Les avions d’Air Calédonie n’ont pas décollé depuis une dizaine de jours. Les mobilisations devant les aérodromes de Lifou, Maré, Ouvéa et l’île des Pins par les opposants au transfert de la compagnie de Magenta vers Tontouta sont toujours actives.
Vendredi 6 mars, la Fédération île des Pins – tourisme et acteurs économiques a publié un communiqué dans lequel elle demandait la levée des blocages, expliquant que « toute interruption prolongée mettrait en péril la continuité territoriale, l’accès aux soins, les déplacements des familles et l’économie touristique de l’île ».
Le Medef a, lui aussi, mis en garde sur ces blocages, relevant des « conséquences déjà lourdes » sur l’activité économique des îles Loyauté et de l’île des Pins, avec des « séjours touristiques annulés », des « entreprises privées de clients et de revenus », des « salariés placés dans l’incertitude » et une « fragilisation d’un tissu économique déjà durement touché par les crises successives ».

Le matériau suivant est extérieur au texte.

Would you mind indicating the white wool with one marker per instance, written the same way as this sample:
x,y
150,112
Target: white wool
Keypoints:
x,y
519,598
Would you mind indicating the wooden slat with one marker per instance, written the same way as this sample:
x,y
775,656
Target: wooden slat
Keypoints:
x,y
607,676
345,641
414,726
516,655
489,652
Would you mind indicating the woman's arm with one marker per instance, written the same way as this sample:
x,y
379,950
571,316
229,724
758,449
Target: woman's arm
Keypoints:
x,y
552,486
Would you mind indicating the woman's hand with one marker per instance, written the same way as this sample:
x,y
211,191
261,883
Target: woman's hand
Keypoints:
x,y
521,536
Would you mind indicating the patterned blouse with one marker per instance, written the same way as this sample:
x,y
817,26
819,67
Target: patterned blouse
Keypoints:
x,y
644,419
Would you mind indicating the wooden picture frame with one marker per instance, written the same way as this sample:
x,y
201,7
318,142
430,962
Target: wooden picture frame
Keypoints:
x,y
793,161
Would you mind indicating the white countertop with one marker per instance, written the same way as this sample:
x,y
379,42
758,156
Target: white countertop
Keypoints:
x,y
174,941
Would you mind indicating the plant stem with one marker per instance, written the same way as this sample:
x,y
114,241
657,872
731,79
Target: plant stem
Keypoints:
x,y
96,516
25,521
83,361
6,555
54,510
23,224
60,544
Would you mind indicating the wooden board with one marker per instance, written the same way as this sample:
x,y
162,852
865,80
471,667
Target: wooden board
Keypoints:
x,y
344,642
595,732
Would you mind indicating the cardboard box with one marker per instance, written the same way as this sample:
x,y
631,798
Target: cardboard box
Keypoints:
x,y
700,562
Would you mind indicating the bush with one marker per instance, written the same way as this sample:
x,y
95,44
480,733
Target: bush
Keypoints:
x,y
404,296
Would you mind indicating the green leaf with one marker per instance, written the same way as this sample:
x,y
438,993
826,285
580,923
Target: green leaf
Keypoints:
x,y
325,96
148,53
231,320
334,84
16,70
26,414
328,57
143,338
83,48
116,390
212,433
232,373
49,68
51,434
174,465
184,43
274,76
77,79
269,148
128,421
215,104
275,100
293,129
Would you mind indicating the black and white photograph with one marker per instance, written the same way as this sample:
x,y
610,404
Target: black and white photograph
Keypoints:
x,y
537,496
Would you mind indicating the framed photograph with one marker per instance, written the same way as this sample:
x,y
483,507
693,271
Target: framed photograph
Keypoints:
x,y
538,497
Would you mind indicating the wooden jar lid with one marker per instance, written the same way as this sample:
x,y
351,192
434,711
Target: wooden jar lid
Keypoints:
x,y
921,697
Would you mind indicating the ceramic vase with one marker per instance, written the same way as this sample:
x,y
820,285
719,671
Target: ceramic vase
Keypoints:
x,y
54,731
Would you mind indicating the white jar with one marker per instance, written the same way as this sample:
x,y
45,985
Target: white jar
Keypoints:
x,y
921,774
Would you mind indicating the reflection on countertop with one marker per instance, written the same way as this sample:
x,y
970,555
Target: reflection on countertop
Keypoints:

À Ouvéa, outre le blocage de l’aérodrome, les rotations du Betico ont été annulées les 11 et 12 mars. La Sudîles a expliqué qu’une « nouvelle surchauffe » a été identifiée, obligeant les équipes du Betico à procéder à un arrêt technique. Les salariés d’Air Calédonie se sont mobilisés devant le siège de la compagnie, mercredi 11 mars, afin de manifester leurs inquiétudes quant à la perte de leurs emplois.